Since I worked as a draftsman, and vision of details was paramount to my job, those crazy symptoms forced me to stop working. I also had to stop driving as using my hands to physically grab my pant leg to move to the gas or brake pedal was unsafe. My body was simply going crazy, and I did not know what to do or if there was anything I could do. It seemed like every day, my body was fighting me and not letting me get up to defend myself brutally punching me blow after blow.

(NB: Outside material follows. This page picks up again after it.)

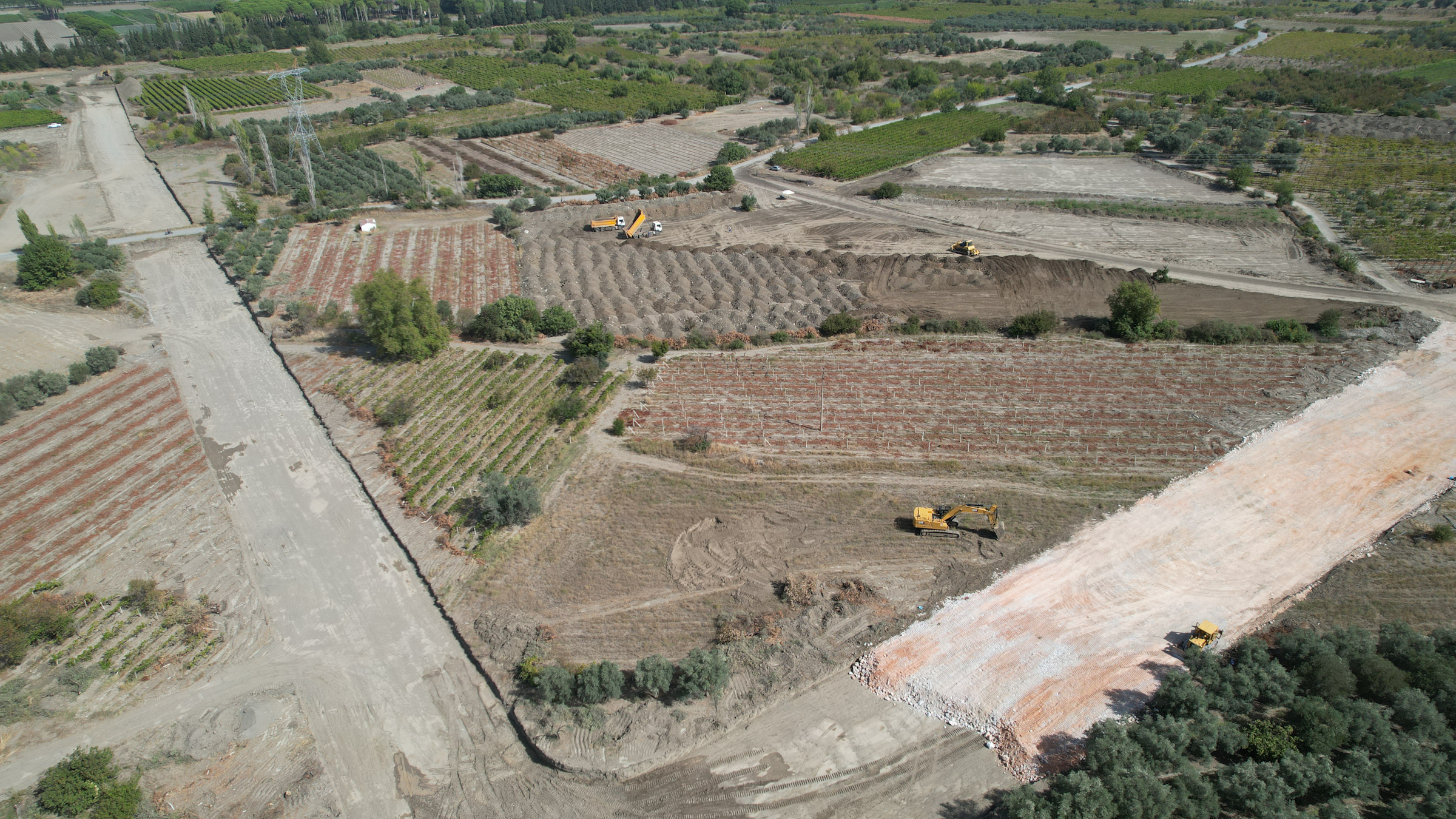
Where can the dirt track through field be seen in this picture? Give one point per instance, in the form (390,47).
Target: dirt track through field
(1084,632)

So I was now unemployed, which required me to live off of my seriously small savings. Once I moved out of my mom’s house after high school, I never again asked anyone for money. I now had to become creative in my accounting to make my bank account last as long as possible. I made sure my mortgage was on time, so I always had a roof over my head and a safe place to sleep. When it came to my utility bills, I paid one bill per month. January water bill only and February only electricity in March only gas in April it started over with my water bill.
Primarily I lived like the downtrodden wearing clothes that were old and made me look homeless. However, I had a few less worn clothes I could wear to my doctor’s appointments and not look excessively destitute. I kept my house at an uncomfortable temperature, to help keep my utility bills as low as possible. I had forty watt light bulbs in a few places around the house, meaning I walked around my house in near darkness most of the time. I am an Eagle Scout and a US Marine, so I was not afraid of camping in bad weather or with no heat or electricity. I did everything I could to keep from spending money needlessly.
By this time, my weight had fallen below one hundred pounds. My doctors would always ask me if I was eating, I would say I ate three meals a day. Little did they know my portions were kept ridiculously small to keep my food bill exceptionally low. I would count twelve biscuits or one serving of spoon-sized frosted shredded wheat cereal with powdered milk for breakfast. I may have a drained can of corn with some Italian dressing for lunch. Then for my evening meal, I would possibly have one cup of mac-n-cheese always drinking water because my water bill was always paid. If I got hungry in between meals, I would have a couple of multigrain saltine crackers.